On cue, the UN Secretary General’s Office issued the following statement on the recent attack in Kabul:

“The Secretary General condemns the attack today in Kabul on a Sikh-Hindu temple in which dozens of civilians were killed and injured. He expresses his deepest sympathies to the families of the victims and wishes a speedy recovery to those injured.

“The Secretary General reiterates that attacks against civilians are unacceptable and those who carry out such crimes must be held accountable.

“The United Nations stands in solidarity with the people and the government of Afghanistan and will continue supporting efforts to bring peace to their country.”

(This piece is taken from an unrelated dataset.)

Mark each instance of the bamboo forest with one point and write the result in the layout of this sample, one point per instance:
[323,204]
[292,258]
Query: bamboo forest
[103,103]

The office of the Special Rapporteur on Freedom of Religion or Belief within the UN Human Rights Council, for example, is apparently charged with promoting, among other things, “the adoption of measures at the national, regional and international levels to ensure the promotion and protection of the right to freedom of religion or belief.” However, any close scrutiny of its efforts in this regard reveal a shocking neglect particularly with respect to the plight of Sikhs in Afghanistan or Pakistan.

Indeed, the unambiguous, vivid, and steady stream of independent media and other reports of the destruction of gurdwaras, or attacks on Sikhs in Afghanistan and Pakistan seem to disappear – curiously and, arguably, conveniently – into the proverbial pile of insignificance.

It seems reasonable to pose the rather obvious question: Under what circumstances exactly might the United Nations, for instance, find it suitable to make its presence and influence felt in such matters, if not in a devastating and oppressive scenario marked by persistent and unyielding persecution of Sikhs in Afghanistan or Pakistan?

Amid the years of indifference to the plight of the Sikhs in Afghanistan, it now is increasingly evident, if it wasn’t already before the latest attack, that to continue living in the country is no longer tenable. This latest attack on Afghan Sikhs has underscored their systematic displacement through a wider, long-standing institutional and societal context marked by hostility toward them.

When it comes to tackling the mistreatment of Sikhs in Afghanistan, it is clear the UN and the wider international community have failed spectacularly.